Прошло время, и женился Мартин на пекаревой дочке — той самой, которую когда-то его скамеечка вылечила. Все говорил кузнец жене своей, всем делился, одного только не рассказывал: временами снилась ему девчушка кудрявая на качелях. Такая же самая, что он на свадьбу Дануте подарил. Качается она, качели поскрипывают, а девчонка смеется Мартину в лицо и приговаривает: «Дурак ты, Мартин, как есть дурак! Не дал мне на свет появиться, в безделку заточил, а ведь могла бы живая бегать…» В такие дни по утрам он сам не свой бывал. Но после вроде успокаивался.

Жили они мирно, покойно, в достатке, но чего-то все этой Мире, дочке пекаря, не хватало. И вот однажды, перед праздником, попросила она: «Не вези мне подарков из города, Мартин. Не нужны мне от тебя платья новые, и конфет в цветных бумажках не нужно. Выкуй безделицу мне, игрушку на счастье…»

Отказаться он собирался, мол, все, зарекся — не кую больше чепухи. Но очень уж она просила, очень уговаривала. Послушал ее — и выковал.

Правда, счастья особого не принесла Мире безделка — пустая, глупая получилась.
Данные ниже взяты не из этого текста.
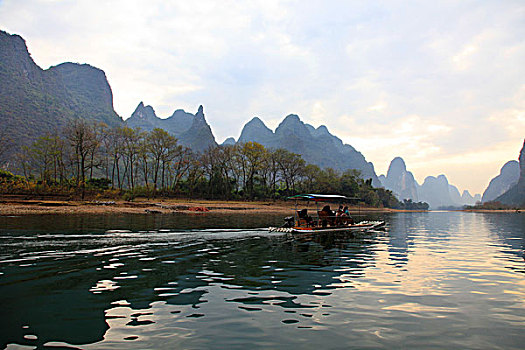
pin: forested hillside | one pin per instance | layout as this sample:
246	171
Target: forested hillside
34	101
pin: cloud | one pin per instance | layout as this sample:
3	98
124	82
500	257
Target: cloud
428	82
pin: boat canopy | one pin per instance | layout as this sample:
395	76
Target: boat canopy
322	197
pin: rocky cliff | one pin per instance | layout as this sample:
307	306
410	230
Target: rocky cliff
316	145
400	181
36	101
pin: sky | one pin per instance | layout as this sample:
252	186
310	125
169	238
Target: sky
439	83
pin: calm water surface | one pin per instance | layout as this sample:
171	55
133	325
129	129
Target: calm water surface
431	280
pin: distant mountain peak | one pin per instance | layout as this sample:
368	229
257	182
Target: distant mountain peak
508	177
144	112
291	118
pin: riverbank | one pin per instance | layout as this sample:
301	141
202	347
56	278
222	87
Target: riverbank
21	206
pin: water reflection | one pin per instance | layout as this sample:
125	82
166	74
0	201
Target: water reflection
78	285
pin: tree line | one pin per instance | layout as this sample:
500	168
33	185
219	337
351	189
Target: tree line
92	158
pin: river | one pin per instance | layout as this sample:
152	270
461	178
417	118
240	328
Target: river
436	280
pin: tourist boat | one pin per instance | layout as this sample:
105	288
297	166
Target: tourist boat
323	221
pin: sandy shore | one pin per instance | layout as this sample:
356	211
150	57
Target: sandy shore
10	206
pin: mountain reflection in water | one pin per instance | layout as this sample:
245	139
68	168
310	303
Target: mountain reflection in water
432	280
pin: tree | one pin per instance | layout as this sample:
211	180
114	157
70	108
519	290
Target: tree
83	141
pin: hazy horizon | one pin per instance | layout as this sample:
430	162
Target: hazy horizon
440	85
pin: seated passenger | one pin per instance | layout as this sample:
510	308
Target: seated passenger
303	215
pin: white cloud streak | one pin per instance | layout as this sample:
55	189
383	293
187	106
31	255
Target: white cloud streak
436	84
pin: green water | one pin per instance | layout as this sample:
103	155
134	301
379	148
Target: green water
431	280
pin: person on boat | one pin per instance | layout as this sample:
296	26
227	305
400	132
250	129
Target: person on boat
339	215
328	216
347	217
303	215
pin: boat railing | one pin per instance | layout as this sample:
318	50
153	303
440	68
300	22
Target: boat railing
323	219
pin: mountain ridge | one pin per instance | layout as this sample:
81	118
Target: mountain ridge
38	101
316	145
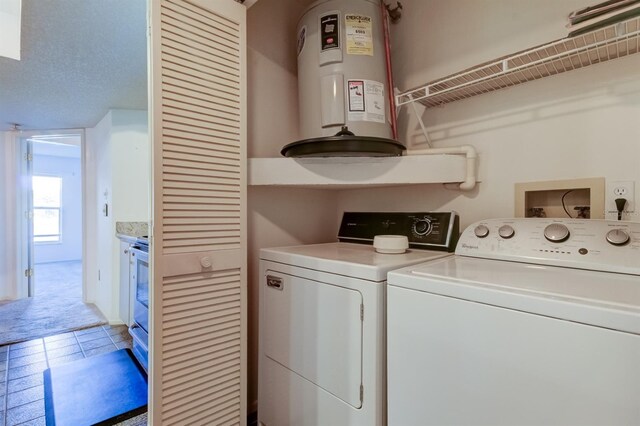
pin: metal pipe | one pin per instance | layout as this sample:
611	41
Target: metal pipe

Вроде и красиво, и глаз радует… но глаз на нее любуется, а душа-то молчит. Будто сама пекарева дочка для Мартина: и любит его, и ластится, и он ее в ответ приголубить не прочь, но ласкают руки только, а сердце безучастно. И сам Мартин словно и не здесь вовсе — будто годы прошли, а он там и остался, на Данутиной свадьбе, до сих пор стоит под яблоней, перед гостями и перед женихом, и целует ее, целует и оторваться не может.
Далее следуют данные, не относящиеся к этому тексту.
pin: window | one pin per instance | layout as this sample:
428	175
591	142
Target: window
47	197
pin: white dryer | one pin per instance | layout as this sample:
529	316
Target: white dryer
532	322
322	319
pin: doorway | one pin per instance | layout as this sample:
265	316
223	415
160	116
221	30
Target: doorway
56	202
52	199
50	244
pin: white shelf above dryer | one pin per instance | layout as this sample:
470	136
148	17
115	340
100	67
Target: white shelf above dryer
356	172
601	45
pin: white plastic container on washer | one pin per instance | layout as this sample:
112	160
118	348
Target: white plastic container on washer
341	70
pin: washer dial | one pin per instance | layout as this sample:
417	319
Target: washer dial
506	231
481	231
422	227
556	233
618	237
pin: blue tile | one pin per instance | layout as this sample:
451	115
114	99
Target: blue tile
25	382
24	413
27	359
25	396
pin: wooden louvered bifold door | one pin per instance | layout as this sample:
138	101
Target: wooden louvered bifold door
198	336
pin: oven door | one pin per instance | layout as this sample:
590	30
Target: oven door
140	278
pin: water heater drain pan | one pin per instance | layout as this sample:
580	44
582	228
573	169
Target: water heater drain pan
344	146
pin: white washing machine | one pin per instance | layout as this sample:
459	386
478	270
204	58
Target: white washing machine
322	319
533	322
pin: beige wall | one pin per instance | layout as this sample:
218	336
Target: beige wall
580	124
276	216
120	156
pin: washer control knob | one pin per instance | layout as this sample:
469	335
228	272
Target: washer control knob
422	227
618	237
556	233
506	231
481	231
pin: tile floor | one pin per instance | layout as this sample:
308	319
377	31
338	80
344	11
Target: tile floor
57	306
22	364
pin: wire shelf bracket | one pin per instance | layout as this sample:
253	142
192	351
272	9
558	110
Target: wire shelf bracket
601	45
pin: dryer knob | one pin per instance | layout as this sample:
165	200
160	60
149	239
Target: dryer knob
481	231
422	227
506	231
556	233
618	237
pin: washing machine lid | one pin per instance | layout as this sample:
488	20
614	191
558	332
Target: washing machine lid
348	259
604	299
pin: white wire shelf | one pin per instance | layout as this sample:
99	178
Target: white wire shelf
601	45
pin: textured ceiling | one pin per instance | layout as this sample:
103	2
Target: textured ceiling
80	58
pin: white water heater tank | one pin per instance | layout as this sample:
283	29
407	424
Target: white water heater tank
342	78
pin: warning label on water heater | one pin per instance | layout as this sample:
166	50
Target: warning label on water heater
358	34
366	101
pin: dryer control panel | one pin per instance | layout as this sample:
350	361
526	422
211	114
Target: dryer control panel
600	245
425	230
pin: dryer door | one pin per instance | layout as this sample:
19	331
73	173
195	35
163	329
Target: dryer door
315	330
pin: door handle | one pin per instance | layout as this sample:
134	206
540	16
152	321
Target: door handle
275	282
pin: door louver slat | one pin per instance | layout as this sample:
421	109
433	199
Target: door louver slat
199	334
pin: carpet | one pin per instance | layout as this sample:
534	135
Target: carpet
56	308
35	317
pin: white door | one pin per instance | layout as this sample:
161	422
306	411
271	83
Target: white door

Постояла эта безделка в горнице, постояла, и каждый раз, как взгляд на ней остановится, хмурилась жена Мартина, грустнела. Да сама и убрала прочь — все равно никакой с нее радости не вышло. А после и вовсе покидала вещички в сундук, запрягла кобылку молча и уехала неизвестно куда. Кто говорил, с другим сбежала, а кто сказывал — с бережка крутого да в реку сиганула. Врут, конечно: если б в реку, зачем бы ей вещи собирать? Но и к отцу, к пекарю, не возвращалась.
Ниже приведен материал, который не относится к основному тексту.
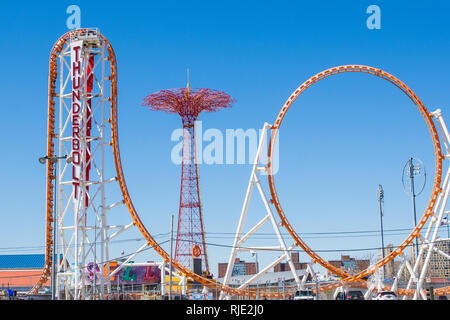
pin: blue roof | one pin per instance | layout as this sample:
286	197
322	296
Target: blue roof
22	261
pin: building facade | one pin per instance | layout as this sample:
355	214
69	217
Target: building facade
241	268
284	266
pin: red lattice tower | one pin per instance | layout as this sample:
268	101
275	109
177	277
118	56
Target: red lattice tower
188	103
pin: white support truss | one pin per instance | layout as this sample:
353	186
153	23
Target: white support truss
240	238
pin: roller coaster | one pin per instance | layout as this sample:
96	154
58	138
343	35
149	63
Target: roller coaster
98	109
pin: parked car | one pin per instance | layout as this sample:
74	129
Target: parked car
304	295
350	295
386	295
176	297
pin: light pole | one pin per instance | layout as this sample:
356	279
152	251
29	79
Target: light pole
170	266
380	208
412	170
255	254
54	160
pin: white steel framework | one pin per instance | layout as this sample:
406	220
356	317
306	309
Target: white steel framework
241	238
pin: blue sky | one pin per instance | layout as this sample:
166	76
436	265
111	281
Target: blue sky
342	138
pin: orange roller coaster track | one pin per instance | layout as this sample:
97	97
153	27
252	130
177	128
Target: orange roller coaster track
51	135
437	180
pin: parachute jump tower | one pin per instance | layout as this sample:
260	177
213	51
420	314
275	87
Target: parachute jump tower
188	103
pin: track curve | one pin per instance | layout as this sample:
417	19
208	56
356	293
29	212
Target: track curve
51	135
438	171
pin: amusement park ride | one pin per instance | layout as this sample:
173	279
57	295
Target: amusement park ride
83	128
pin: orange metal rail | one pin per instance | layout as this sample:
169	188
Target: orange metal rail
51	135
436	186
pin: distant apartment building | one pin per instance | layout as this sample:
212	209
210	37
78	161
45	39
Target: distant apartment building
350	265
284	266
241	268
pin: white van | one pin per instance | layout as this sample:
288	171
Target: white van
304	295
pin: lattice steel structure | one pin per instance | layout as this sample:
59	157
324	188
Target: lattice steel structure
188	103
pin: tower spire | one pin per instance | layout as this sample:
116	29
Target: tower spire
188	86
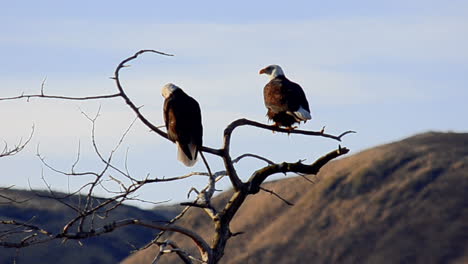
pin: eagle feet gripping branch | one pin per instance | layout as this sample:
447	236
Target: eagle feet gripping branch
285	100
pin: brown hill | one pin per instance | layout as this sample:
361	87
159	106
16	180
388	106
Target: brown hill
404	202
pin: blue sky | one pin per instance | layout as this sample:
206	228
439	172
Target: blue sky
385	69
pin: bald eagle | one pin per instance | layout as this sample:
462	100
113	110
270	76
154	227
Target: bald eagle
285	100
182	116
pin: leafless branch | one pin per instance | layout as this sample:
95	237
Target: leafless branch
276	195
17	148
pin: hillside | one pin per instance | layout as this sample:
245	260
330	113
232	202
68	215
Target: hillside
404	202
52	215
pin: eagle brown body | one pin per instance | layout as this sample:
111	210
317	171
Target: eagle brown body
182	116
285	100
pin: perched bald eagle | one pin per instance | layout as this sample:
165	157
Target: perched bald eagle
182	116
285	100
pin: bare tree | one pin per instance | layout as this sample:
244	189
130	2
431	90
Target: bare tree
84	224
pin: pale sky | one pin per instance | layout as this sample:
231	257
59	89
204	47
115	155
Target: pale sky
387	70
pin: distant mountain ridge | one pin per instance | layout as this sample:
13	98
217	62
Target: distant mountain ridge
52	215
403	202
А Мартин будто и не заметил, что жена от него ушла.

* * *

Закружился снежок. Рябины в тот год уродилось тьма. Гроздья крупные алели, полыхали бесстыдно, ветки под их тяжестью чуть не до земли опускались. А уж снегом ее припорошило — и вовсе глаз не отвести. Деревенские начали к новогодью готовиться. Веселятся, радуются, хохочут; на склоне холма гору залили, молодежь с нее катается, чуть не через всю деревню проезжает. И смотрят — Мартин вроде тоже повеселел, отошел, улыбаться начал, во время работы насвистывает, а то и замурлычет что себе под нос.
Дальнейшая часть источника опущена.